Well , he was thrice divorced, a one-time serial husband distinguished no less by his devotion than by his misdeeds and mistakes, and he would have to continue to manage alone. From here on out he would have to manage everything alone. Even in his twenties, when he'd thought of himself as square, and on into his fifties, he'd had all the attention from women he could have wanted; from the time he'd entered art school it never stopped. It seemed as though he were destined for nothing else. But then something unforeseen happened, unforeseen and unpredictable: he had lived close to three quarters of a century, and the productive, active way of life was gone. He neither possessed the productive man's male allure nor was capable of germinating the masculine joys, and he tried not to long for them too much. On his own he had felt for a while that the missing component would somehow return to make him inviolable once again and reaffirm his mastery, that the entitlement mistakenly severed would be restored and he could resume where he'd left off only a few years before. But now it appeared that like any number of the elderly, he was in the process of becoming less and less and would have to see his aimless days through to the end as no more than what he was—the aimless days and the uncertain nights and the impotently putting up with the physical deterioration and the terminal sadness and the waiting and waiting for nothing. This is how it works out, he thought, this is what you could not know.
The man who swam the bay with Nancy's mother had arrived at where he'd never dreamed of being.

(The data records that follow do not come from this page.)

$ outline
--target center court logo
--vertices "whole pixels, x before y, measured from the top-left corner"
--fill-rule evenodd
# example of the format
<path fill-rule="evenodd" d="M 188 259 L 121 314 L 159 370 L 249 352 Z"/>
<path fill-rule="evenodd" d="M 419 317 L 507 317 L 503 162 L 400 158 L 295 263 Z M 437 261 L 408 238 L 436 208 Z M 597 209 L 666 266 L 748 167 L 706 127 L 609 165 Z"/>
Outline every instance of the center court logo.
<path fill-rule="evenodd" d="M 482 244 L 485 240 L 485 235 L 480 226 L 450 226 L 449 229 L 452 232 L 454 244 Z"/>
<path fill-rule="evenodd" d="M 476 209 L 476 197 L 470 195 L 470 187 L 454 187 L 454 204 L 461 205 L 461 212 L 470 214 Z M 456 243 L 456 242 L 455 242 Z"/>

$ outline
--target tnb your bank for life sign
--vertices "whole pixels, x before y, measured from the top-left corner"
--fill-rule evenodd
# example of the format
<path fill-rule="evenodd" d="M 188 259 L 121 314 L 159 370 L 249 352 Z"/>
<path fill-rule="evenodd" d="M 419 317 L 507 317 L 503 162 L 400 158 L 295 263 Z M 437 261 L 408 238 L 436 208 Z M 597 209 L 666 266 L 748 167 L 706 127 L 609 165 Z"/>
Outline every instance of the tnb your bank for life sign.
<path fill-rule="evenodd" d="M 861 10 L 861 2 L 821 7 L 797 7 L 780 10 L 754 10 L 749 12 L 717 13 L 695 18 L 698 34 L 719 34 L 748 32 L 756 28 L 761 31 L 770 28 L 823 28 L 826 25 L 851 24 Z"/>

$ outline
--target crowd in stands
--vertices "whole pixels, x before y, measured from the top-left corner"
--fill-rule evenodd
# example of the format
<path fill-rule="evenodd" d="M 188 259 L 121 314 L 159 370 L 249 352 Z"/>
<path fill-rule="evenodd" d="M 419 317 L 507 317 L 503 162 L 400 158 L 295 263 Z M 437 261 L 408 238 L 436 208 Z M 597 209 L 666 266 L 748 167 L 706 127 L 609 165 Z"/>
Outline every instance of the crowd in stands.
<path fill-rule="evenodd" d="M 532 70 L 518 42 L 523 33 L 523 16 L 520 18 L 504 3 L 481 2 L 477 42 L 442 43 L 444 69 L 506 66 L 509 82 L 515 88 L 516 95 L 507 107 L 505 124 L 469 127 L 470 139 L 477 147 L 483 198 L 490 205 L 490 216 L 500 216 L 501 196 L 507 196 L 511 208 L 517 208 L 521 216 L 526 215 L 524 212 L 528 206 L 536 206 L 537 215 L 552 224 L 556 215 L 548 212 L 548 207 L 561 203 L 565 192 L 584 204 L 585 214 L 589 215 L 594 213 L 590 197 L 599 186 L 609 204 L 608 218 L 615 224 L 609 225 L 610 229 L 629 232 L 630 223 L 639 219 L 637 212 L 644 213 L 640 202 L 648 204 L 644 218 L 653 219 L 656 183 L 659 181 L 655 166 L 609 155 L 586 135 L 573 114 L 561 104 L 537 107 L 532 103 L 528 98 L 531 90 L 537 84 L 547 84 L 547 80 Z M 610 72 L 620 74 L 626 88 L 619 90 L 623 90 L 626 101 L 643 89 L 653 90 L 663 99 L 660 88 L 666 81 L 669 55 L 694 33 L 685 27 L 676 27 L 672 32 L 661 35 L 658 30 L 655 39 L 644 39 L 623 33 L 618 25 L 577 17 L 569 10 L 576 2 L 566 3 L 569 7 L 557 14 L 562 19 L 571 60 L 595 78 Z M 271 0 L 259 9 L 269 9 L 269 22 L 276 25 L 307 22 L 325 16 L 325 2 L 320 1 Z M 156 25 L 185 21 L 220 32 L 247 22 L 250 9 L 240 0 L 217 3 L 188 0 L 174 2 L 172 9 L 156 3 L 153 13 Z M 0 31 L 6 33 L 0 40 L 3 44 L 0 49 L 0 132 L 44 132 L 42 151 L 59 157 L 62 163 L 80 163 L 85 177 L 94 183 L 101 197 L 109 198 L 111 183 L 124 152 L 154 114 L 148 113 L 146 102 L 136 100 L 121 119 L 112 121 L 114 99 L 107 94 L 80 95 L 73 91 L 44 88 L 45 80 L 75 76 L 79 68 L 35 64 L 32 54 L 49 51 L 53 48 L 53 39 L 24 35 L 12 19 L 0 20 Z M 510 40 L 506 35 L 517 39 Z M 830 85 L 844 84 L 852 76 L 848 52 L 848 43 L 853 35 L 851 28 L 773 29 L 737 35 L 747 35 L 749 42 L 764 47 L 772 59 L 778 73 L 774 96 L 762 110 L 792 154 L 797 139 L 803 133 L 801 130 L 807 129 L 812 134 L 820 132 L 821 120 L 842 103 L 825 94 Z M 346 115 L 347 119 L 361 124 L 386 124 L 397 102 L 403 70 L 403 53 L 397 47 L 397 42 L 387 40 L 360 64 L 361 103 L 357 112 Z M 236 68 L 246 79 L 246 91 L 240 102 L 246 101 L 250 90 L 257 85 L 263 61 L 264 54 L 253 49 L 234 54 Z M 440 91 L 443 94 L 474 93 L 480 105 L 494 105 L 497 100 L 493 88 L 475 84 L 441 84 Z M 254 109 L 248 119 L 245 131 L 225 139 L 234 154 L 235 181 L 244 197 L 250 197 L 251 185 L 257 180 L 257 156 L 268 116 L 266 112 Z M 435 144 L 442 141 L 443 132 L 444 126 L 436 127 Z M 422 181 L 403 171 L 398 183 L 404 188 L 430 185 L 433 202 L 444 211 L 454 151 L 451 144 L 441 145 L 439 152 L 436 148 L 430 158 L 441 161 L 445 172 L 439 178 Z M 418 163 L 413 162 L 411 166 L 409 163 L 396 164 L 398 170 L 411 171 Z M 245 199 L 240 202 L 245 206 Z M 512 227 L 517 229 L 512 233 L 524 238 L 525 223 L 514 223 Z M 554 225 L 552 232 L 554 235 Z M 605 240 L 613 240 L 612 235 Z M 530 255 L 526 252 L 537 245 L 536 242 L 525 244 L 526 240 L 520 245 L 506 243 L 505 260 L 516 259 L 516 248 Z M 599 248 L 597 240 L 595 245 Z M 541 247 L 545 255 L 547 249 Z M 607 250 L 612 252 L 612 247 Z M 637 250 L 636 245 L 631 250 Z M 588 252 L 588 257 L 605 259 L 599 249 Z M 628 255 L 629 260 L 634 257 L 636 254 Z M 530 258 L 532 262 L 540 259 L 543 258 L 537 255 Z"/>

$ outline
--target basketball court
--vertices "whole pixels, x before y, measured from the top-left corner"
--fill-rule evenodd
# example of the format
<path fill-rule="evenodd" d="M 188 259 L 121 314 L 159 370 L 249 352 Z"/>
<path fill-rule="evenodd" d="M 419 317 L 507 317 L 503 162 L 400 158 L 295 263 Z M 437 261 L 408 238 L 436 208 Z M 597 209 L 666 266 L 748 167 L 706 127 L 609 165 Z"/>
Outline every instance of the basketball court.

It was time to worry about oblivion. It was the remote future.
One Saturday morning less than a week before the scheduled surgery—after a night of horrible dreaming when he'd awakened struggling to breathe at three A.M. and had to turn on all the lights in the apartment to calm his fears and was only able to fall back to sleep with the lights still burning—he decided it would do him good to go to New York to see Nancy and the twins and to visit Phoebe again, who was now at home with a nurse. Normally his deliberate independence constituted his bedrock strength; it was why he could take up a new life in a new place unconcerned over leaving friends and family behind. But ever since he'd abandoned any hope of living with Nancy or staying with Howie, he felt himself turning into a childlike creature who was weakening by the day. Was it the imminence of the seventh annual hospitalization that was crushing his confidence? Was it the prospect of coming steadily to be dominated by medical thoughts to the exclusion of everything else? Or was it the realization that with each hospital stay, going back to childhood and proceeding on up to his imminent surgery, the number of presences at his bedside diminished and the army he'd begun with had dwindled to none? Or was it simply the foreboding of helplessness to come?